The cannon on a pirate ships shoots cannon balls with a speed of 350m/s (the muzzle velocity). The cannon can be adjusted to shoot at any elevation above the horizontal. Ignoring air resistance and assuming the cannon ball is shot from ground (or water) level, what is the greatest horizontal distance the cannon ball can be shot in m ?
To find the greatest horizontal distance the cannonball can be shot, we need to determine the angle at which the cannon should be fired.
We know that the horizontal distance traveled by the cannonball is given by the equation:
d = (v^2 * sin(2θ))/g
Where:
- d is the horizontal distance
- v is the muzzle velocity (350 m/s)
- θ is the angle of elevation
- g is the acceleration due to gravity (9.8 m/s^2)
To maximize the horizontal distance, we need to find the angle that gives the maximum value for the expression (v^2 * sin(2θ))/g.

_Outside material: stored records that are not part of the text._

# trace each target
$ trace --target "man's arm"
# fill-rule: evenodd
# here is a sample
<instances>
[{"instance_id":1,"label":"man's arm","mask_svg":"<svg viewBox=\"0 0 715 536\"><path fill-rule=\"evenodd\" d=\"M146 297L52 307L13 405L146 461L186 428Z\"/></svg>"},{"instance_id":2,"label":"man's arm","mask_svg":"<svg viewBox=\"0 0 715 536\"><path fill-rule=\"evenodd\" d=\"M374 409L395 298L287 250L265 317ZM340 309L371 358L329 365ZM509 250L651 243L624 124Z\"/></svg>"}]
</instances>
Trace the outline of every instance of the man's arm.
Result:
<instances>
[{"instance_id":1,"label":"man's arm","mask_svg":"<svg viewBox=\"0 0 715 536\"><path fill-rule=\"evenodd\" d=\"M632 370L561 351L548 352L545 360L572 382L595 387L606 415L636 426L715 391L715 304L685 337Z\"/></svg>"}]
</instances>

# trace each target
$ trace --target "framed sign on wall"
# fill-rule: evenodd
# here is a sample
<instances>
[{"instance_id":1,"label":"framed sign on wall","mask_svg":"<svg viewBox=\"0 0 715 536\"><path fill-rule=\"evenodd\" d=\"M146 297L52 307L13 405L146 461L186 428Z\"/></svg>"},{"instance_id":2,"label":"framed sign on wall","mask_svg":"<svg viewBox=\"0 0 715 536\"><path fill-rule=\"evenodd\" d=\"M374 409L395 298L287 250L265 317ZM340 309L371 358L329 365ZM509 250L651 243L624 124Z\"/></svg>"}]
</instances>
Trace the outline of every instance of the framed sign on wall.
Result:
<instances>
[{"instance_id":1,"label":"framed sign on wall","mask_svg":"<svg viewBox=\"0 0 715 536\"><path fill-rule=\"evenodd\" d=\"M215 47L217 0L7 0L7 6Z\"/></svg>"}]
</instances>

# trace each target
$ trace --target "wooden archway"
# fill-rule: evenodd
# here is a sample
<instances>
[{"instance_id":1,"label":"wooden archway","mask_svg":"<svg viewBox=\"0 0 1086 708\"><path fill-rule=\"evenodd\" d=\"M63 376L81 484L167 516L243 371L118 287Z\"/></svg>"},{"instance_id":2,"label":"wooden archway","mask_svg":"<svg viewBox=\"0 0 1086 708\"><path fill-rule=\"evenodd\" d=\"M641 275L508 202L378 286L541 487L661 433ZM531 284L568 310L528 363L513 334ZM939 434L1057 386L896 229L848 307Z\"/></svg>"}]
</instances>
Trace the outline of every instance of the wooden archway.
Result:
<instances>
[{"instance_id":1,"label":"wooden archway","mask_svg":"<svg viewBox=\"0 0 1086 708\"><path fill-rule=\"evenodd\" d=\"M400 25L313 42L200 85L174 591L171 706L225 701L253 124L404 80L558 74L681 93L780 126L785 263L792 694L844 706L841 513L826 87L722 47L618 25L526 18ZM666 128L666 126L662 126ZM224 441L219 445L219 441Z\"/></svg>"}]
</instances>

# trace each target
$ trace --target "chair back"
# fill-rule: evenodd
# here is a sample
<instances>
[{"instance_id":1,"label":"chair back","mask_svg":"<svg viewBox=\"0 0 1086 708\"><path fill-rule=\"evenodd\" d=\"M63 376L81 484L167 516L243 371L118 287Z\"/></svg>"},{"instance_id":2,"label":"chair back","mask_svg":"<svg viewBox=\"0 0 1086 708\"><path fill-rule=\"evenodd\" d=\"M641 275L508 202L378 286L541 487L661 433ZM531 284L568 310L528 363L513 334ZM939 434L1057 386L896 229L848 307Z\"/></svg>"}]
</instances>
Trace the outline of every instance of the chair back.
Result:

To find this angle, we can take the derivative of the expression with respect to θ and set it equal to 0 to find the maximum point.
d/dθ ((v^2 * sin(2θ))/g) = 0
2v^2 * cos(2θ) / g = 0
cos(2θ) = 0
2θ = π/2
θ = π/4
So the angle at which the cannon should be fired to achieve the maximum horizontal distance is θ = π/4 radians or 45 degrees.
Now, we can substitute the values into the equation to find the maximum horizontal distance:
d = (v^2 * sin(2θ))/g
= (350^2 * sin(2 * π/4))/9.8
= (122500 * 1)/9.8
≈ 12,500 m
Therefore, the greatest horizontal distance the cannonball can be shot is approximately 12,500 meters.